Homework: Extend the Keyword Analysis#

This homework gives you another chance to practice the Session 1 workflow on a messy field: the subjects values in the Seattle Public Library title-level sample data.

The goal is not to produce a polished report or a final subject taxonomy. The goal is to practice using Codex to inspect data, compare approaches, and decide what kind of method is appropriate before trusting an automated result.

Choose one path#

If you did not complete the subject-tag stretch exercise during the session, start with the subject-tag stretch exercise.

Do the checked out materials have subject tags in any dataset? Check the raw
CSV headers and report which files include the field.

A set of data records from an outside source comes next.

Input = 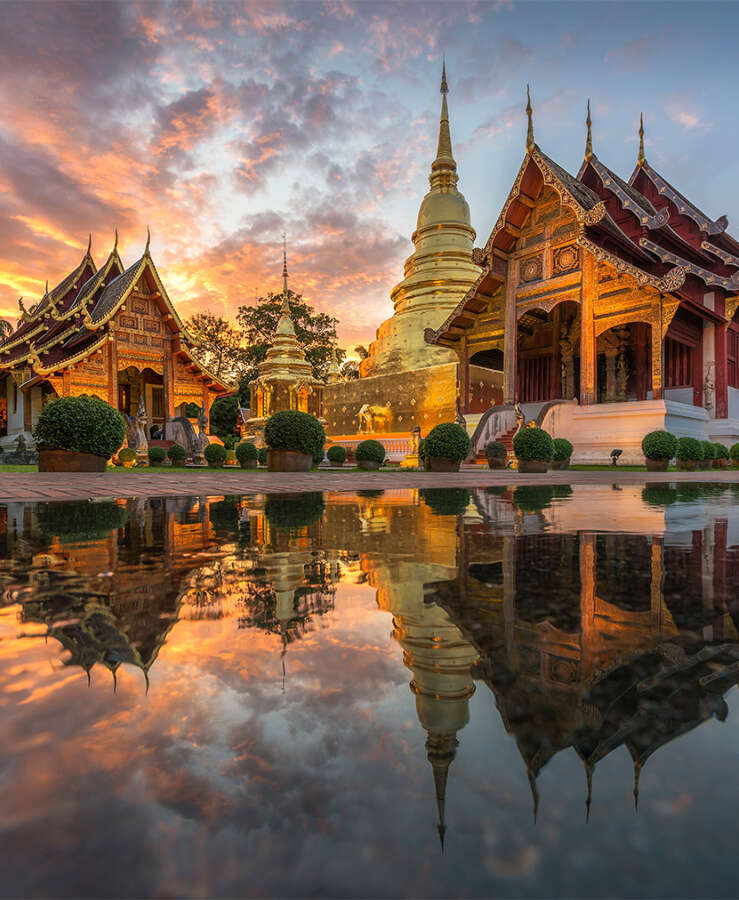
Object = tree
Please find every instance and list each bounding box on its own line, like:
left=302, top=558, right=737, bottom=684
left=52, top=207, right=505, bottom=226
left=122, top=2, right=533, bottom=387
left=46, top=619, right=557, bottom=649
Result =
left=187, top=310, right=244, bottom=381
left=237, top=291, right=338, bottom=393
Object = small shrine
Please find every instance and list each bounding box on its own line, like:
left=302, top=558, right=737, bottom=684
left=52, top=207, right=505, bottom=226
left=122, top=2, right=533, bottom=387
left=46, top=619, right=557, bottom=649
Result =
left=241, top=239, right=324, bottom=446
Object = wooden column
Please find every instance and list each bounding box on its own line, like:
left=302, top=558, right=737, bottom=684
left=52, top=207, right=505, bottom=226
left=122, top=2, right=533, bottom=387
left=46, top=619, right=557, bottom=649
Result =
left=580, top=253, right=597, bottom=406
left=503, top=259, right=518, bottom=403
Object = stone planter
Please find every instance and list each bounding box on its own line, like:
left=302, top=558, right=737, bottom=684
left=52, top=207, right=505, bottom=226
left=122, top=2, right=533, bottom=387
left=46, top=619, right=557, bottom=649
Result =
left=267, top=450, right=313, bottom=472
left=427, top=456, right=460, bottom=472
left=645, top=459, right=670, bottom=472
left=357, top=459, right=380, bottom=472
left=518, top=459, right=549, bottom=475
left=38, top=449, right=108, bottom=472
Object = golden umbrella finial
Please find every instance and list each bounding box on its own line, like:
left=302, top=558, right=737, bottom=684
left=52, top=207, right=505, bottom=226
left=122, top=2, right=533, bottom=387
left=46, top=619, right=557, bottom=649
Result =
left=585, top=98, right=593, bottom=162
left=526, top=84, right=534, bottom=153
left=636, top=113, right=647, bottom=166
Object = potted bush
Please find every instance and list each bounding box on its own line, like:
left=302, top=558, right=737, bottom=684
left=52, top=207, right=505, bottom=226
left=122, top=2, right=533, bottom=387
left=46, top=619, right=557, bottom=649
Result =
left=167, top=444, right=187, bottom=468
left=698, top=441, right=716, bottom=469
left=424, top=422, right=470, bottom=472
left=513, top=428, right=554, bottom=474
left=713, top=442, right=729, bottom=469
left=552, top=438, right=572, bottom=469
left=485, top=441, right=508, bottom=469
left=149, top=447, right=167, bottom=466
left=118, top=447, right=136, bottom=469
left=641, top=431, right=677, bottom=472
left=675, top=438, right=703, bottom=472
left=203, top=444, right=228, bottom=469
left=33, top=396, right=126, bottom=472
left=326, top=444, right=346, bottom=466
left=354, top=441, right=385, bottom=471
left=264, top=409, right=326, bottom=472
left=236, top=441, right=259, bottom=469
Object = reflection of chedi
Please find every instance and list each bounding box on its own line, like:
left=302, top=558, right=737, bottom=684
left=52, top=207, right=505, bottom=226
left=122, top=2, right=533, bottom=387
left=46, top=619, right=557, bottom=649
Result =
left=360, top=64, right=480, bottom=377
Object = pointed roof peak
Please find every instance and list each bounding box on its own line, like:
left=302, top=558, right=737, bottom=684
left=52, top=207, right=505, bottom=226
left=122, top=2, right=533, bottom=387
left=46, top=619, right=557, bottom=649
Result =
left=526, top=84, right=535, bottom=153
left=585, top=97, right=593, bottom=162
left=636, top=113, right=647, bottom=167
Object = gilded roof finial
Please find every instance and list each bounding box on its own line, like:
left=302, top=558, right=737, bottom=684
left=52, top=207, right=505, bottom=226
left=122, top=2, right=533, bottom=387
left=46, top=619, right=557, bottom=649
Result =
left=636, top=113, right=647, bottom=166
left=585, top=98, right=593, bottom=162
left=526, top=84, right=534, bottom=153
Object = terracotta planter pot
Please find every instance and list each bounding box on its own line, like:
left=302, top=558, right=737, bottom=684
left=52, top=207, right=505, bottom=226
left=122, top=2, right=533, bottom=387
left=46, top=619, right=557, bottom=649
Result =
left=267, top=450, right=313, bottom=472
left=518, top=459, right=549, bottom=475
left=357, top=459, right=380, bottom=472
left=38, top=450, right=108, bottom=472
left=645, top=459, right=670, bottom=472
left=428, top=456, right=460, bottom=472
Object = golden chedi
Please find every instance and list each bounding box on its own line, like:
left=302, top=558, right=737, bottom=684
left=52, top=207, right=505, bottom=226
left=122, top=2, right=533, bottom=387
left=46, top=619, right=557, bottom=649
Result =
left=360, top=68, right=480, bottom=377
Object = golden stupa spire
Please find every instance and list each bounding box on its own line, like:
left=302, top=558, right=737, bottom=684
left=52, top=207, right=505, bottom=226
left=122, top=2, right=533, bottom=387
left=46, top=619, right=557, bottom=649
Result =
left=585, top=98, right=593, bottom=162
left=526, top=84, right=534, bottom=153
left=636, top=113, right=647, bottom=166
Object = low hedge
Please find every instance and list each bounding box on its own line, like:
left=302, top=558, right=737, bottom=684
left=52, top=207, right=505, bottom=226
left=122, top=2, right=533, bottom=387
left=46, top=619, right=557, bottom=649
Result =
left=675, top=438, right=703, bottom=462
left=424, top=422, right=470, bottom=462
left=552, top=438, right=574, bottom=460
left=485, top=441, right=508, bottom=459
left=354, top=441, right=386, bottom=465
left=236, top=441, right=259, bottom=466
left=167, top=444, right=187, bottom=462
left=641, top=431, right=677, bottom=460
left=149, top=447, right=167, bottom=466
left=264, top=409, right=326, bottom=462
left=326, top=444, right=346, bottom=466
left=513, top=428, right=554, bottom=462
left=33, top=395, right=126, bottom=459
left=203, top=444, right=228, bottom=469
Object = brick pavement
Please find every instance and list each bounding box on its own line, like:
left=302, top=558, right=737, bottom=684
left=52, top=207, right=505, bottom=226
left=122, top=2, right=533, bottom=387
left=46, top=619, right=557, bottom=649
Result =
left=0, top=466, right=739, bottom=502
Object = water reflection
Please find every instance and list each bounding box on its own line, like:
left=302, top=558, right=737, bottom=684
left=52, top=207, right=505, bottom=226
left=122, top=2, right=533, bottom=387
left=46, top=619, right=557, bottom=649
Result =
left=0, top=485, right=739, bottom=895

Then ask Codex to add a small notebook section that profiles the subjects field in the digital and physical title-level samples:

Add a cell to the notebook that summarizes the subjects field for the digital
and physical title-level sample files. Count the number of unique subject
values in each dataset and show a small sample of values. Keep the code simple
and explain any parsing assumptions.

If the result is surprising, pause before asking Codex to implement a larger solution. Use the same method-choice prompt from the stretch exercise:

The physical sample has far more unique subject values than the digital sample.
This seems like a text-cleaning or lightweight NLP problem. Do not implement
anything yet. What simpler libraries or methods could help us inspect whether
these are near-duplicates, formatting variants, or genuinely granular subjects?

You can also ask Codex to write a handoff prompt, then start a new thread with /new and use that prompt to perform new analysis in a new notebook:

Write a handoff prompt for another coding agent to investigate the subjects
field as a keyword-analysis problem. The prompt should ask the agent to profile
the field, compare raw and normalized unique counts, identify examples of
near-duplicate subject values, recommend a simple method before using an LLM,
and avoid large-scale canonicalization unless explicitly asked.

If you already completed the subject-tag stretch exercise, extend it by trying a different model, reasoning setting, or method. For example, you might compare:

a faster model and a stronger reasoning model
a simple normalization-only approach and a fuzzy-matching approach
RapidFuzz and scikit-learn TF-IDF
an LLM-generated grouping proposal and a simpler string-similarity method

Questions to investigate#

Use the exercise to answer practical questions about the field:

What does the subjects field appear to contain?
How different are the raw unique counts for digital and physical samples?
Does simple normalization reduce the number of distinct values?
Are there obvious near-duplicates, formatting variants, or compound subject strings?
Does the large physical count look like meaningful topical variety, metadata granularity, parsing noise, or a mixture?
What would you trust Codex or another model to do automatically?
What would still require human review?